A cone with a diameter of 7.2 meters and slant height of 8.8 meters is being filled with water at a rate of 2.5 m^3 per minute. How many minutes will it take to fill the cone?
We need the perpendicular height, not the slant height
h^2 + 3.6^2 = 8.8^2
h^2 = 64.48
h= √64.48
Volume = π(3.6)^2 (√64.48)
time to fill = π(12.96)√64.48 /2.5 = appr 130.78 minutes
Chapter one Quiz 3
to the heart tenth.
cone
S. Find the surface i
12 Chapter 12 Quiz 4
To find the number of minutes it will take to fill the cone, we need to determine the volume of the cone and divide it by the rate at which water is being filled.

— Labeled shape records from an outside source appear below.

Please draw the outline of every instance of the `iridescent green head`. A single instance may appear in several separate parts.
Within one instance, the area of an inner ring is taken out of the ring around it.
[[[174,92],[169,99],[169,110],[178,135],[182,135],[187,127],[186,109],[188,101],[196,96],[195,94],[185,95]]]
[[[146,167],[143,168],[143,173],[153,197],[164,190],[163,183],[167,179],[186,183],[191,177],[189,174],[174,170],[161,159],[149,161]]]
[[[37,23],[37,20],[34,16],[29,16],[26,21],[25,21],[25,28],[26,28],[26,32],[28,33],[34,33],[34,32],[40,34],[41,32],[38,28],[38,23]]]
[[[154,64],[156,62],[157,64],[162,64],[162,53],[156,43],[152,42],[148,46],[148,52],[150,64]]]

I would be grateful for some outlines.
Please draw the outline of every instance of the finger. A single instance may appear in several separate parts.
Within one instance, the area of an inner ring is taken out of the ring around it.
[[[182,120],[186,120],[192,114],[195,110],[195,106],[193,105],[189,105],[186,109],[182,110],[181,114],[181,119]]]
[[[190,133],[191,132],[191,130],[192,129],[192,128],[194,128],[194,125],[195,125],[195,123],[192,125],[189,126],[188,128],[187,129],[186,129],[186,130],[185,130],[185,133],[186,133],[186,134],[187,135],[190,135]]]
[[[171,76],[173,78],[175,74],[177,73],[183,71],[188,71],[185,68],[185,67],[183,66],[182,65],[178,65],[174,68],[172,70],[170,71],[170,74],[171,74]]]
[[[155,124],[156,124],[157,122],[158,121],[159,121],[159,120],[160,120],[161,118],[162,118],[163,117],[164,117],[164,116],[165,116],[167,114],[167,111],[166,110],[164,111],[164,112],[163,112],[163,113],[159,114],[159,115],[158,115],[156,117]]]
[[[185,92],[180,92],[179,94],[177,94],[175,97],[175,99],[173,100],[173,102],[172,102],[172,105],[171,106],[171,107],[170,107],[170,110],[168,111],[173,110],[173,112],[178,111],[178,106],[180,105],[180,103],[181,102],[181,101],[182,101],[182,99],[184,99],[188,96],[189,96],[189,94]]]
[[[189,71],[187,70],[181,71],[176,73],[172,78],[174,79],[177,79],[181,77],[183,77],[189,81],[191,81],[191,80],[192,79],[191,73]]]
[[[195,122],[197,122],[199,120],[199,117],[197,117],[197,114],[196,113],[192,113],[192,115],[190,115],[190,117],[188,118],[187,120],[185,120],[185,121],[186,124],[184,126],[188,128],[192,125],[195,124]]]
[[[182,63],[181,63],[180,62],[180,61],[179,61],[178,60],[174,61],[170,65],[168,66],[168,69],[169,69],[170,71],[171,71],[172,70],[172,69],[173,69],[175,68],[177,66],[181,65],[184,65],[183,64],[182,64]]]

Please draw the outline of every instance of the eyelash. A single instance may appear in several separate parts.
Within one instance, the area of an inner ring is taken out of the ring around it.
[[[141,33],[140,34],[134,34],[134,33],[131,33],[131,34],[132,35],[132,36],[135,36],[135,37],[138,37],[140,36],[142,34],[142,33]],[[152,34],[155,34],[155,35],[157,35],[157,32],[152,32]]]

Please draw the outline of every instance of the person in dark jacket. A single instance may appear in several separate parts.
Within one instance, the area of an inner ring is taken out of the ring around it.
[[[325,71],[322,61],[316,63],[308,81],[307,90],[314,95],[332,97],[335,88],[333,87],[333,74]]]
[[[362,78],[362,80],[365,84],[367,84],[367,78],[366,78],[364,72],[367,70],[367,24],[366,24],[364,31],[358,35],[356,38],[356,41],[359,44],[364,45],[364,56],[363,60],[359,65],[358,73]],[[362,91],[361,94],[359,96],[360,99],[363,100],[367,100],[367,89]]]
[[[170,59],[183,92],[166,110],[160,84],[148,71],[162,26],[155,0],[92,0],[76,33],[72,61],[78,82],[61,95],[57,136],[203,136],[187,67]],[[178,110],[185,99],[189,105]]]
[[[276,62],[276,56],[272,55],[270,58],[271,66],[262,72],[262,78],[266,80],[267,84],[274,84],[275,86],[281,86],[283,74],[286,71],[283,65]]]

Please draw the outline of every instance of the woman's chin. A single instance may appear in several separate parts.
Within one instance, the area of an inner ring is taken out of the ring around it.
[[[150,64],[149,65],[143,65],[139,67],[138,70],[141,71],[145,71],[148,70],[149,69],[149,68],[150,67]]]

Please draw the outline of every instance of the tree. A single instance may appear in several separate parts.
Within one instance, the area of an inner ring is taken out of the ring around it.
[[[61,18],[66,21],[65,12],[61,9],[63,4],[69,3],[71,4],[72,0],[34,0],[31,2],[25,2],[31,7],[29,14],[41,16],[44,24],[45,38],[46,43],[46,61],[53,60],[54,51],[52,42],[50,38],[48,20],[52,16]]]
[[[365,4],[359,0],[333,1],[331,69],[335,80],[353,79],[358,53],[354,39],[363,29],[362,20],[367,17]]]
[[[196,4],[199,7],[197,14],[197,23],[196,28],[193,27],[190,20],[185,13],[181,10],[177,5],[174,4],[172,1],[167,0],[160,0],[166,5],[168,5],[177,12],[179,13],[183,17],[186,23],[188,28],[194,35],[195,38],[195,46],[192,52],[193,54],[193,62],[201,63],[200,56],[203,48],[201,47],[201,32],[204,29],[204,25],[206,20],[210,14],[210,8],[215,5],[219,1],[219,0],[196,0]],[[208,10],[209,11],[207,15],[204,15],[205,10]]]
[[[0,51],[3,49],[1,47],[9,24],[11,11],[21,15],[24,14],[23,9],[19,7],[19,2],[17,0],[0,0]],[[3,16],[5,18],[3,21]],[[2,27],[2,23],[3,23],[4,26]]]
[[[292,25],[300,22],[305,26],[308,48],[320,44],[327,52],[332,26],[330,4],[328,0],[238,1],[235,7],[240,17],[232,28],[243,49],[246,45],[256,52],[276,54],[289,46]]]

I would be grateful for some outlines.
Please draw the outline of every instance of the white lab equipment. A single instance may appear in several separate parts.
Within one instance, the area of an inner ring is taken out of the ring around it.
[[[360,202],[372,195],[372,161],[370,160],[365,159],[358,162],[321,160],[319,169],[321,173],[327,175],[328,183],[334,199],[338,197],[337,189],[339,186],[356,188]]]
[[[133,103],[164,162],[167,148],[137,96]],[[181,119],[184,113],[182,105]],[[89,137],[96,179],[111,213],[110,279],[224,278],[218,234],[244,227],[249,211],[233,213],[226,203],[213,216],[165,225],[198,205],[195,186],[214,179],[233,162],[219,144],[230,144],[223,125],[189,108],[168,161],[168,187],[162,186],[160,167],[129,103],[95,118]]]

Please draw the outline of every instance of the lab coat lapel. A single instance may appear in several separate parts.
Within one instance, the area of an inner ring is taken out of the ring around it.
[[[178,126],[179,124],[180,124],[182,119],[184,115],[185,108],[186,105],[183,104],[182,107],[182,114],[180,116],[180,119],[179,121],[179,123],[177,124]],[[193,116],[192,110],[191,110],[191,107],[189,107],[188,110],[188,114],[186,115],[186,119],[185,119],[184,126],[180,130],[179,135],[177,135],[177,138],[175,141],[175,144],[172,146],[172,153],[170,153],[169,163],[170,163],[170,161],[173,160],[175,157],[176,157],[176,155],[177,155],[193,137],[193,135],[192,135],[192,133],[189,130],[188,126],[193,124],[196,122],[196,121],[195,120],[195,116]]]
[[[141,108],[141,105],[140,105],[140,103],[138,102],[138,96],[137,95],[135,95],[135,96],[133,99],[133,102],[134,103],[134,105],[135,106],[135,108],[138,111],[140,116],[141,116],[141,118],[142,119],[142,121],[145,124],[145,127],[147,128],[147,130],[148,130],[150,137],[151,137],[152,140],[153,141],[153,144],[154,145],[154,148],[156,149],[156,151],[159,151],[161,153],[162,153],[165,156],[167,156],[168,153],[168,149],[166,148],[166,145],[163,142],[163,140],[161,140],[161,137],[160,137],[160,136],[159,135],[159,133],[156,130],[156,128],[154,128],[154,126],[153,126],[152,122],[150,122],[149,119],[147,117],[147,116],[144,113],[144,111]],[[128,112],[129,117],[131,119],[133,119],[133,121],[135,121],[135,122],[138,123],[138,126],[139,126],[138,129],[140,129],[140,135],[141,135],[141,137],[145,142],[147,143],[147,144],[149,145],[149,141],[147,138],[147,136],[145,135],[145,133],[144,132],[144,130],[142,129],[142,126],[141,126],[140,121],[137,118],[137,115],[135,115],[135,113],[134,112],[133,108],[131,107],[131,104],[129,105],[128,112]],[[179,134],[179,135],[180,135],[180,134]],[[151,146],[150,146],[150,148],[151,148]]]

First, let's calculate the radius of the cone. We know that the diameter is 7.2 meters, so the radius is half of that:
radius = diameter / 2 = 7.2 / 2 = 3.6 meters
Next, we can calculate the volume of the cone using the formula for the volume of a cone:
volume = (1/3) * π * r^2 * h
Where:
- π is a mathematical constant approximately equal to 3.14159
- r is the radius of the cone
- h is the height of the cone, which is equal to the slant height (8.8 meters) minus the radius
volume = (1/3) * π * (3.6)^2 * (8.8 - 3.6)
Calculating this expression, we find:
volume ≈ (1/3) * 3.14159 * (3.6)^2 * 5.2
volume ≈ 90.718 m^3
Now, we can divide the volume by the rate at which water is being filled to find the number of minutes it will take to fill the cone:
time = volume / rate
where the rate of filling is given as 2.5 m^3 per minute:
time = 90.718 m^3 / 2.5 m^3 per minute
time ≈ 36.29 minutes
Therefore, it will take approximately 36.29 minutes to fill the cone.